First Coast News: Health Care Tax Credit Leaves Small Business Owner Disappointed
By Ken Amaro; First Coast News
But Bryant said while he thought the 35 percent tax credit would help, when he started investigating the benefits, the results surprised him.
Bryant employs 17 workers at an average salary of $41,000 a year; he spends a lot on health insurance.
"We spend close to $90,000 so I was looking for a sizeable tax credit to use in my 2010 taxes," said Bryant.
However, "between the two deductibles, I end up with absolutely zero. Zero, Zero credit."
To be eligible, the small business must have no more than 25 employees and their average salary can be no more than $50,000. Byrant's company falls within the guidelines, so what happened?
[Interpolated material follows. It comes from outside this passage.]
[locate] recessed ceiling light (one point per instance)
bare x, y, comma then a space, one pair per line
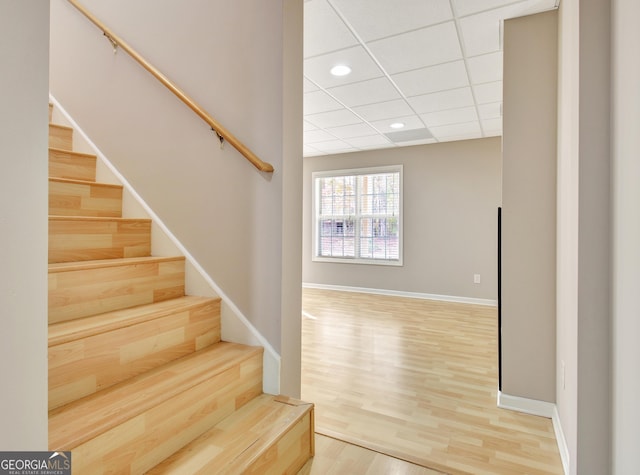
340, 70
Thirty-five percent is the maximum credit, explained Mark Patrick, an accountant. "There are phase-outs above certain levels and certain payroll levels," he said. "It is a challenging time for the small business."
Patrick, a C.P.A. for Patrick and Robinson, does not work with Weld but blogs about the health care tax credit and advises small businesses.
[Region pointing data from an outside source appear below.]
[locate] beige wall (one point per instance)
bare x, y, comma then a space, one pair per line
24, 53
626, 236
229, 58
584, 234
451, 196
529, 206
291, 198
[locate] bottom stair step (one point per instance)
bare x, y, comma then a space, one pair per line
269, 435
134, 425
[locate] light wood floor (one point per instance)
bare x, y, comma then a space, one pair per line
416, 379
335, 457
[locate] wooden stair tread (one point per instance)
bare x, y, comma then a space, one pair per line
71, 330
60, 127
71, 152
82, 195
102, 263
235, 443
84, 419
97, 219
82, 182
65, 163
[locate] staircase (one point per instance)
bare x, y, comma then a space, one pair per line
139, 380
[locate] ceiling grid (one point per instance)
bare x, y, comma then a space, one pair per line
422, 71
He said if a business has more than 10 workers, the credit is reduced 1/15th of a percent per worker up to 25 workers, and for every worker who earns more than $25,000 the credit is reduced another 1/25th of a percent. Those are the phase outs, he said.
"The employers who have done some calculations are disappointed, it is either no credit or a small credit."
Some small businesses will benefit from the tax credit, but "it is going to be a small group that will qualify," he said.
Bryant will not be one of them. "I am disappointed when they push things through without the full story," he said.
Patrick said the company with just 10 employees and an average salary of $25,000 will be the one that benefits the most from the 35 percent health care tax credit - even so they will most likely need a CPA to file.
The credit is also available to nonprofits, with a cap of 25 percent. The credit expires in 2014.